As far as we know, there are currently five stores that are paywalled: Two mod shops, a clothing store, a salon, and a tattoo parlour. All offering customisation options that, at this point, I deem an integral part of this series’ identity. It feels criminal that a game touting itself as the “most immersive GTA experience yet” has the very real potential to constantly pull me out of that immersion by reminding me that I’ve yet to spend an extra 20 bones any time I get within the vicinity of these ‘premium’ stores.

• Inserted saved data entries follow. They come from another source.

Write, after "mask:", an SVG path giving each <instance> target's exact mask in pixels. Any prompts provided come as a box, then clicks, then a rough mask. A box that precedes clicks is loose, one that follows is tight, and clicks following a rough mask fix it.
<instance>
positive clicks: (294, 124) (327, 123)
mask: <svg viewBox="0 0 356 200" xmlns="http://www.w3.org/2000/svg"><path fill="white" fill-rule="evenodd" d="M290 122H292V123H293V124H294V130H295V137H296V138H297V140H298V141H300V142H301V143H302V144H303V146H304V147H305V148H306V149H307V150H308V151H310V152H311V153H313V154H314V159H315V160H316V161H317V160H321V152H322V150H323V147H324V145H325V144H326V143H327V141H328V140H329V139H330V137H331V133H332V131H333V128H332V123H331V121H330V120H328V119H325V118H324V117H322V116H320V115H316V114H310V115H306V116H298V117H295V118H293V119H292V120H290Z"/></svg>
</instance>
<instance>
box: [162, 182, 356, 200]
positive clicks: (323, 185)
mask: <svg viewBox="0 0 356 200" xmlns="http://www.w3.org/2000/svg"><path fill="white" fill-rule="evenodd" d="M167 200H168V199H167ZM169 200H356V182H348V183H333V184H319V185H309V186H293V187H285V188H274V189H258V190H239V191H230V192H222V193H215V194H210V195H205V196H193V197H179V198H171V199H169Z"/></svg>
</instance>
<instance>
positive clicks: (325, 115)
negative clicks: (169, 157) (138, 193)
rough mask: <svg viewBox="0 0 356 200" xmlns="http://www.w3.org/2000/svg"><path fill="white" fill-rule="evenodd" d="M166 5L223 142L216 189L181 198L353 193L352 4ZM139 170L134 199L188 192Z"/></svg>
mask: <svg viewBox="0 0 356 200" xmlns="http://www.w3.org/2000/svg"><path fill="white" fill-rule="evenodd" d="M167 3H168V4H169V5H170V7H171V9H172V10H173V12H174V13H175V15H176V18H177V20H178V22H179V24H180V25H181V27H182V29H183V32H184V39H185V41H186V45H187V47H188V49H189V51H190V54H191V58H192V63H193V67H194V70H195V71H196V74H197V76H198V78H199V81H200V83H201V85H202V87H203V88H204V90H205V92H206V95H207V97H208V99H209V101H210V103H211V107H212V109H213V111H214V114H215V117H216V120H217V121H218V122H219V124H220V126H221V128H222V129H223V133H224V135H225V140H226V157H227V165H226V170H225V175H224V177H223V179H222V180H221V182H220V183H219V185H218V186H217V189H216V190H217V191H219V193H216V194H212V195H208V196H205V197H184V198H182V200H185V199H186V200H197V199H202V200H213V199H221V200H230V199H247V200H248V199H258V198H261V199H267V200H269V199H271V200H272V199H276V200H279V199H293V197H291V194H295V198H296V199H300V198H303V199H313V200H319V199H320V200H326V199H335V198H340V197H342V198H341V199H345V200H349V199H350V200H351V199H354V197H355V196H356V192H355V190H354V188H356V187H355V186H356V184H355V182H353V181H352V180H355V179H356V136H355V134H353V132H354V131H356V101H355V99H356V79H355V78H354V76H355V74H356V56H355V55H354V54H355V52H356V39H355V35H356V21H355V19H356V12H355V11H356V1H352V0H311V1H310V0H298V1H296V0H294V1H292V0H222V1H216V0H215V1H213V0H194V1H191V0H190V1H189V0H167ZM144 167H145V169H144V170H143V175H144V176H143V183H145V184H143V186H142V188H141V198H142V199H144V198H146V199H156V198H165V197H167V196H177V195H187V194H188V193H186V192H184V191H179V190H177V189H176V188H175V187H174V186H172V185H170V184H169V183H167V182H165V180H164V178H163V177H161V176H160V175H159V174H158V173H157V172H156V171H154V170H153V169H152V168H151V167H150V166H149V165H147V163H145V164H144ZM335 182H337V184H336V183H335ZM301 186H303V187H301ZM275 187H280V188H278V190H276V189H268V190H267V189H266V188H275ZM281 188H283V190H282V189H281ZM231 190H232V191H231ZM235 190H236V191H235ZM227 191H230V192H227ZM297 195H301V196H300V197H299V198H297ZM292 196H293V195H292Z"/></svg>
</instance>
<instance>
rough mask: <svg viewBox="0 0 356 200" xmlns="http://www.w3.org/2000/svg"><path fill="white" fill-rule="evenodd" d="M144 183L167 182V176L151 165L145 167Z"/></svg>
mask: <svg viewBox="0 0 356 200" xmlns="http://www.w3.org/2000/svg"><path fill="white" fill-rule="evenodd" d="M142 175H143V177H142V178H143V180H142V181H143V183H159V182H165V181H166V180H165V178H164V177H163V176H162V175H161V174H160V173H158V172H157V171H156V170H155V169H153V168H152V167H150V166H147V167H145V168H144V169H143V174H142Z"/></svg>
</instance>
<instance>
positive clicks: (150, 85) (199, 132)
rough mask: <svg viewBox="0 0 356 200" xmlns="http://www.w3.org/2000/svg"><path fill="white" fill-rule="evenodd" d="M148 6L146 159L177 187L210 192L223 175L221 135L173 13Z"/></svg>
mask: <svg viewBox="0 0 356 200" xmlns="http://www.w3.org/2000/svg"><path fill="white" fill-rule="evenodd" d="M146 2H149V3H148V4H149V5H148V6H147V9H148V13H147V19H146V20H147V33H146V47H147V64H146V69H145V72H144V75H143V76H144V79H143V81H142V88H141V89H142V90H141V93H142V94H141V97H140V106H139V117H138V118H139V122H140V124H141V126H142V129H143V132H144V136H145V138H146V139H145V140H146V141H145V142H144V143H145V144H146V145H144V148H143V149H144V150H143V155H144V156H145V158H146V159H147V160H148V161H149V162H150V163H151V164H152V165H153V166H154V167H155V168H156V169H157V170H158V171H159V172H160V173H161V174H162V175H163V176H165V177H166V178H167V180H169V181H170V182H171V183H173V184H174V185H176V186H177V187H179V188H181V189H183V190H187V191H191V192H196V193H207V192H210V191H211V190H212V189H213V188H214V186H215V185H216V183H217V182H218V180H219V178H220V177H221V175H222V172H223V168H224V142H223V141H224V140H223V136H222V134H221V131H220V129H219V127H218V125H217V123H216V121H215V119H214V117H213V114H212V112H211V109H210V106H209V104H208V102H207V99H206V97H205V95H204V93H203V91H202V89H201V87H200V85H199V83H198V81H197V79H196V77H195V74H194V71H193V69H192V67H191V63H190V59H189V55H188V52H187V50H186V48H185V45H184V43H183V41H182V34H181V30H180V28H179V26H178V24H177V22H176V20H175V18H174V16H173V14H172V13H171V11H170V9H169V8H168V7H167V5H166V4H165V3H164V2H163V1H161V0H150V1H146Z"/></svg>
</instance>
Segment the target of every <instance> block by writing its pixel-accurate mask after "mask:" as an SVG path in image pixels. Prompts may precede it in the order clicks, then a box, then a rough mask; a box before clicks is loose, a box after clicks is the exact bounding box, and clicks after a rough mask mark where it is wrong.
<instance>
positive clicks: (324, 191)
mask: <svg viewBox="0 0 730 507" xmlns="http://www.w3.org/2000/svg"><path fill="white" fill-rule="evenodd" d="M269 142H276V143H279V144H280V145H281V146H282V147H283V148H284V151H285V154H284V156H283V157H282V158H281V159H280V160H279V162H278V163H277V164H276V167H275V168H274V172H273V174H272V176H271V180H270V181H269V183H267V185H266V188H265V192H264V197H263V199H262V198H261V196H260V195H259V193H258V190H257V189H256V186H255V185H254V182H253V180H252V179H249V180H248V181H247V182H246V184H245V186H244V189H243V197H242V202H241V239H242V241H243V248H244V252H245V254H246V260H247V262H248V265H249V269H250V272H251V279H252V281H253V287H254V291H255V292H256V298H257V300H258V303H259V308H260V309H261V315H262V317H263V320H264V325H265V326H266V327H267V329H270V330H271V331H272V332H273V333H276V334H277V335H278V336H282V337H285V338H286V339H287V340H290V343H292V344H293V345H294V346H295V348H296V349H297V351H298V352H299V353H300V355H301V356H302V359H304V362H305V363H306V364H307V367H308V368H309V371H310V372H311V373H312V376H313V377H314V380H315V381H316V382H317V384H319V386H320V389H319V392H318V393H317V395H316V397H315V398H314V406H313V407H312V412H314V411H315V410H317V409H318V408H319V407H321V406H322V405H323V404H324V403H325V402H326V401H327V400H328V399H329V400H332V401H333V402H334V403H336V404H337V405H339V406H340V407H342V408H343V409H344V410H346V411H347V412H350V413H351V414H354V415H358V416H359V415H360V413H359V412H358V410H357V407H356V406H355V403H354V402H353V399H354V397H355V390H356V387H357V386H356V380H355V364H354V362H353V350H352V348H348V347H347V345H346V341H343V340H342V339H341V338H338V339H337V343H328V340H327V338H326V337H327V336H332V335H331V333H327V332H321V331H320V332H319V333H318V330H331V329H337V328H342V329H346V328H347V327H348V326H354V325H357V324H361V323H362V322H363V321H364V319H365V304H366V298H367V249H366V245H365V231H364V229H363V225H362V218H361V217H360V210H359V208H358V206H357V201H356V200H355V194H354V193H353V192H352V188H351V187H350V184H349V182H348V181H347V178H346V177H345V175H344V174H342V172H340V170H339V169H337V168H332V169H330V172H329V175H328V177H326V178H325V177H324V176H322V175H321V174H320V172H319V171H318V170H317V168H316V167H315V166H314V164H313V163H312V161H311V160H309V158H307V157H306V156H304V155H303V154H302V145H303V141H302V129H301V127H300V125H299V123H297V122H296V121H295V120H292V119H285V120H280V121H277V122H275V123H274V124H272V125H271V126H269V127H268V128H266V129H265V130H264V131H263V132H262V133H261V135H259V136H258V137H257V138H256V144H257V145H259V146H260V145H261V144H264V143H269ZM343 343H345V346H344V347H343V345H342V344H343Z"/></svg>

Who knows if we’ll even be able to enter any of these stores with our paltry, peasant $80 purchase? Will the doors be locked entirely, prompting me to open the store page and fork out for the upgrade? Will I be able to enter, but told that I’m not quite elite enough to get a new paint job—of either the vehicular or manicure variety? There’s no winning strategy here besides paying the full, big hundo. And even then, I still feel like I’m losing.
(Image credit: Rockstar)
To me, it’s a bad sign of what’s to come. Not just for GTA, but for videogames. Locking off little pockets of the map for only the biggest spenders does not feel good, especially when it’s for a singleplayer game. It doesn’t even seem to be ending at cosmetics, either—the pre-order page also lists “action” as something reserved for the Ultimate Edition buyers.
What that looks like isn’t totally clear right now—at the very least, it seems to be referring to a series of side missions called PTT Youngin$ Compound and Scores, where you’ll raid this gang’s store for contraband and special items. This stuff used to be in the game for no additional cost, guys! Come on, now.
The worst part is, this is going to work. The FOMO of shuttered stores and exclusive cars will entice a whole bunch of people to settle on the more expensive version. And quite frankly, I can’t blame them. But I also wish Rockstar had simply folded all of this in and offered a flat $100 videogame. That probably would’ve pissed people off too, but I’d prefer this over paywalling stuff that’s been a part of the series for years and acting like it’s some kind of cool bonus. Instead, the whole thing comes off as mighty greedy.